# Another pilot lite issue on my hot water tank



## dp2209 (Dec 29, 2008)

My hot water tank is less than two years old and worked fine until I replaced my furnace last year with a new high efficiency type furnace. Since then the pilot lite on my hot water tank keeps going out. They sit about a foot apart and the air intake from my furnace is facing the hot water tank, additionaly when they replaced the furnace the new code required that both units be vented through one pipe, ever since then I have had issues...any advice? Thanks


----------



## triple D (Dec 29, 2008)

Do you mean the exhaust?
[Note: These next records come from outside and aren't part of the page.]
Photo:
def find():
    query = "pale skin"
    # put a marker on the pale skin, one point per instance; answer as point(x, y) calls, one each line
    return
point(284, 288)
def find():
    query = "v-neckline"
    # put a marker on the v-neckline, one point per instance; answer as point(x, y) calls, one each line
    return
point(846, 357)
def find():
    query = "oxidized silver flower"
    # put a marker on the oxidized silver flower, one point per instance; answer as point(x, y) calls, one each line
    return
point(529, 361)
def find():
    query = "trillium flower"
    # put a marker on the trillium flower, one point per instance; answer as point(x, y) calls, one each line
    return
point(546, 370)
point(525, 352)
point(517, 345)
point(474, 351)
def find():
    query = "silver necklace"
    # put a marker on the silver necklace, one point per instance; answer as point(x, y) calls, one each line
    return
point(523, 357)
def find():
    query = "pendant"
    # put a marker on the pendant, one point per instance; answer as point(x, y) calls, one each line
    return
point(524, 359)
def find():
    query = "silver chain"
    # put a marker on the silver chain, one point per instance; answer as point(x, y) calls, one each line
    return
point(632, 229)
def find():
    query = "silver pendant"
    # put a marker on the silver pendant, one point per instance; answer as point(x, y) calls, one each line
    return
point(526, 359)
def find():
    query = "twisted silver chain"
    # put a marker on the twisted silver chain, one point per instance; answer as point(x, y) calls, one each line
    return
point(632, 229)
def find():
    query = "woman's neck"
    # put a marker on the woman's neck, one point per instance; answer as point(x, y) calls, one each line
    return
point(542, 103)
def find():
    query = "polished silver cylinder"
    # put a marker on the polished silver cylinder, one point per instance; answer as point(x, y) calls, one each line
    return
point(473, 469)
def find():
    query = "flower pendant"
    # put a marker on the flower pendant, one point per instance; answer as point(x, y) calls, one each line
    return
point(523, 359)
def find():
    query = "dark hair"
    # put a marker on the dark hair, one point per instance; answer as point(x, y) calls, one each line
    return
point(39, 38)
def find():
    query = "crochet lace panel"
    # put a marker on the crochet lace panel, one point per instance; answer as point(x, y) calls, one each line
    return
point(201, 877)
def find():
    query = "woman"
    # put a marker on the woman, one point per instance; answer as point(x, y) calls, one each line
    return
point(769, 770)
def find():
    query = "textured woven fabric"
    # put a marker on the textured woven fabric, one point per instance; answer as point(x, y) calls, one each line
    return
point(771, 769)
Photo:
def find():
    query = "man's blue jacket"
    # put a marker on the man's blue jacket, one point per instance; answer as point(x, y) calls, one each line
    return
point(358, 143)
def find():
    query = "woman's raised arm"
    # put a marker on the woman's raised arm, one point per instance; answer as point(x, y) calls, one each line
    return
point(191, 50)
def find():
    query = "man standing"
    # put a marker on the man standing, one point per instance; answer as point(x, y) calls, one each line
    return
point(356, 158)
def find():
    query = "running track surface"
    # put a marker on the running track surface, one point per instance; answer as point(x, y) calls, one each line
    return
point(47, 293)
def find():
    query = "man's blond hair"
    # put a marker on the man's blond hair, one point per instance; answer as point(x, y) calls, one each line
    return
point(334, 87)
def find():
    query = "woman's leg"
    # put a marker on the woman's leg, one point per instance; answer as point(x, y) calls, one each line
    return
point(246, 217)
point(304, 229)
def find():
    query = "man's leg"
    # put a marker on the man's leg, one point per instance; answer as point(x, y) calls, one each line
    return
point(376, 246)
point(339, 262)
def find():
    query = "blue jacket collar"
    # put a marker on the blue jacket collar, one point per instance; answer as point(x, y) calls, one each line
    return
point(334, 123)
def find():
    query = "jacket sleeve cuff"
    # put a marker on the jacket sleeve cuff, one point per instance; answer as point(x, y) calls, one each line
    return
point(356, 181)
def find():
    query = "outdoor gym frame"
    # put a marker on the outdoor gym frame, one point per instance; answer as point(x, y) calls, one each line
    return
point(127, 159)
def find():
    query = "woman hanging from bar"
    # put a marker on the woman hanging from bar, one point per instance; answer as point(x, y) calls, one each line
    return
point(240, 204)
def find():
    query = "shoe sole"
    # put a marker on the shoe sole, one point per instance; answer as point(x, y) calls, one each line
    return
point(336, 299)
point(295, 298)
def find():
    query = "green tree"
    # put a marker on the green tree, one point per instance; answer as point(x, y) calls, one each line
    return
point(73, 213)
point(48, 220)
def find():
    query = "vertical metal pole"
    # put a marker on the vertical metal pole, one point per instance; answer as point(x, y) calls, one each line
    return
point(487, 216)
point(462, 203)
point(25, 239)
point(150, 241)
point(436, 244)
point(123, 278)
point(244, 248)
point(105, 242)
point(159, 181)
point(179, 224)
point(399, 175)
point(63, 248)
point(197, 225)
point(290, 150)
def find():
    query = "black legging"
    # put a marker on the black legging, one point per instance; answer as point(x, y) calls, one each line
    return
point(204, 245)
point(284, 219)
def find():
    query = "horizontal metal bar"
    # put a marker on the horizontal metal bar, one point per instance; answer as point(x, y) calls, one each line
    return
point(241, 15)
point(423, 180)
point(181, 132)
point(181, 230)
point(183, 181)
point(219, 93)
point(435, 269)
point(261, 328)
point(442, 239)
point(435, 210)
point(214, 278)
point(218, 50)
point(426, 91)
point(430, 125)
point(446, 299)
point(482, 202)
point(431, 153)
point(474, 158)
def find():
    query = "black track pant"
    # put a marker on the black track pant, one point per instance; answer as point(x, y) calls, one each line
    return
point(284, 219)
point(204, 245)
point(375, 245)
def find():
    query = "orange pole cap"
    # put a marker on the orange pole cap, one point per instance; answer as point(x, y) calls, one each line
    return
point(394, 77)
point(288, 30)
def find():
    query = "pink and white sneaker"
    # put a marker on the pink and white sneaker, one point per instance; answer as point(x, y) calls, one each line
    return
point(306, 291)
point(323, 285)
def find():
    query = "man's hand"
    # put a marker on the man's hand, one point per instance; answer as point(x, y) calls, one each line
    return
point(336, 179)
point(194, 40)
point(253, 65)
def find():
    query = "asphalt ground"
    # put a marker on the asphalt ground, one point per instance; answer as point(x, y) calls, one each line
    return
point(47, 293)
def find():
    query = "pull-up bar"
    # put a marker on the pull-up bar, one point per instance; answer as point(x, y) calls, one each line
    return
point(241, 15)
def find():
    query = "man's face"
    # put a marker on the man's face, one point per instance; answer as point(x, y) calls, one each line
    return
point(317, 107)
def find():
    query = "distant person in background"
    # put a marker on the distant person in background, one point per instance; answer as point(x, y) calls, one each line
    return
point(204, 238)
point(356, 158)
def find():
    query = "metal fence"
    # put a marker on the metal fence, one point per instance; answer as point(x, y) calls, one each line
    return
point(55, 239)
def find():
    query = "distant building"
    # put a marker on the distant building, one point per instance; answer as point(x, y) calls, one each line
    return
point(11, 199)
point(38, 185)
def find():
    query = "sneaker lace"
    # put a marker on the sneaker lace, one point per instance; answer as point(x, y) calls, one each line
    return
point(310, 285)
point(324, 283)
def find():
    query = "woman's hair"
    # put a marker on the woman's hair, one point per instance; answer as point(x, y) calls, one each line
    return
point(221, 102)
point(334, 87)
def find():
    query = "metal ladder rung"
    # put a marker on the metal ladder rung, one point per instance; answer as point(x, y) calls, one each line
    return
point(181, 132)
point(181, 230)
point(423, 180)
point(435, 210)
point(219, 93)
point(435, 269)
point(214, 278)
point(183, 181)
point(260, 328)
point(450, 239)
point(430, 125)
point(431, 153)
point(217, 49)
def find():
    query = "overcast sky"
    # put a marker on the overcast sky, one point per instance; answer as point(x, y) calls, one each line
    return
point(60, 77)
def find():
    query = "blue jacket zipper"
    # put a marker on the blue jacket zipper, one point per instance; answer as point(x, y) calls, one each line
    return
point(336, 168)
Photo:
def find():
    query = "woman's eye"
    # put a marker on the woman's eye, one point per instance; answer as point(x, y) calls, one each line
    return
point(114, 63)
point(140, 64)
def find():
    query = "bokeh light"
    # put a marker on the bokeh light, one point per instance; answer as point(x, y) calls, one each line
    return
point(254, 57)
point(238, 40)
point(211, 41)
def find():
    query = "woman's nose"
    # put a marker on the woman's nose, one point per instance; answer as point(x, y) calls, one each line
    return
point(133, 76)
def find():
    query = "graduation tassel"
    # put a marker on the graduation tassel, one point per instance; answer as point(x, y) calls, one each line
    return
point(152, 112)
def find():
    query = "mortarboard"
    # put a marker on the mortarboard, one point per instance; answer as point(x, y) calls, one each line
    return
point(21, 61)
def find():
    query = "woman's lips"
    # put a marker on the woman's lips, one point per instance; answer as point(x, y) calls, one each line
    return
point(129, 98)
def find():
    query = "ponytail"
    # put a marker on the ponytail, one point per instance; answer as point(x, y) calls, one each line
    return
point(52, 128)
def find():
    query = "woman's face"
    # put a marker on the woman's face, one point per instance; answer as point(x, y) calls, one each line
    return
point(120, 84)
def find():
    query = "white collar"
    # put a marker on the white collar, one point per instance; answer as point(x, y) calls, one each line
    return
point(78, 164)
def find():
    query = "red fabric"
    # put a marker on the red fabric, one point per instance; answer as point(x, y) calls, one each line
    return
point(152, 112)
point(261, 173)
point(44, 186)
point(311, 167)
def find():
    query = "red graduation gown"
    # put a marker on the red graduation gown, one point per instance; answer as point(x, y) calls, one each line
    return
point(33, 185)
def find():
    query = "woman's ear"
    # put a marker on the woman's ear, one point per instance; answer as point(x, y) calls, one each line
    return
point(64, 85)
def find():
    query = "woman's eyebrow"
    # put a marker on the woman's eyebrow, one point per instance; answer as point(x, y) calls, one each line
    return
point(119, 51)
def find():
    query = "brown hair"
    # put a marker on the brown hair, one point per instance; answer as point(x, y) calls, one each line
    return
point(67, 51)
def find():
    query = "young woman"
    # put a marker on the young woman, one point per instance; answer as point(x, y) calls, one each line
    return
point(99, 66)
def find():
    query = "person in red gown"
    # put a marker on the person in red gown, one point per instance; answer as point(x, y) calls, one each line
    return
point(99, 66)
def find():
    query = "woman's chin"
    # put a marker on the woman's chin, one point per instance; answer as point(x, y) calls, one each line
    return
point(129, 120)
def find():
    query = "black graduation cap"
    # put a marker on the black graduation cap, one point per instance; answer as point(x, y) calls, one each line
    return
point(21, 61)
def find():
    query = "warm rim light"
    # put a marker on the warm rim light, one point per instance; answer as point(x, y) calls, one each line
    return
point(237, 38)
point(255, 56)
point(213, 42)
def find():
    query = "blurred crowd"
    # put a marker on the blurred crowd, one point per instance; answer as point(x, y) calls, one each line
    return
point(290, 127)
That is common practice to have them share. If you are talking about combustion air intake, than that is probably your problem, the furnace is sucking the hot water pilot out. Good luck, let us know..


----------



## glennjanie (Dec 31, 2008)

Welcome DP:
A high efficiency furnace has a draft inducer fan that blows the exhaust up the vent. That can be causing your pilot light to be sucked up the vent. 
Is there a combustion air pipe into the room with the appliances? If not, the draft inducer may be sucking out all the oxygen and starving the water heater. Either way, I say it is the draft inducer. You might try running a 4" pipe from the outside to a few inches off the floor between the two appliances.
Glenn


----------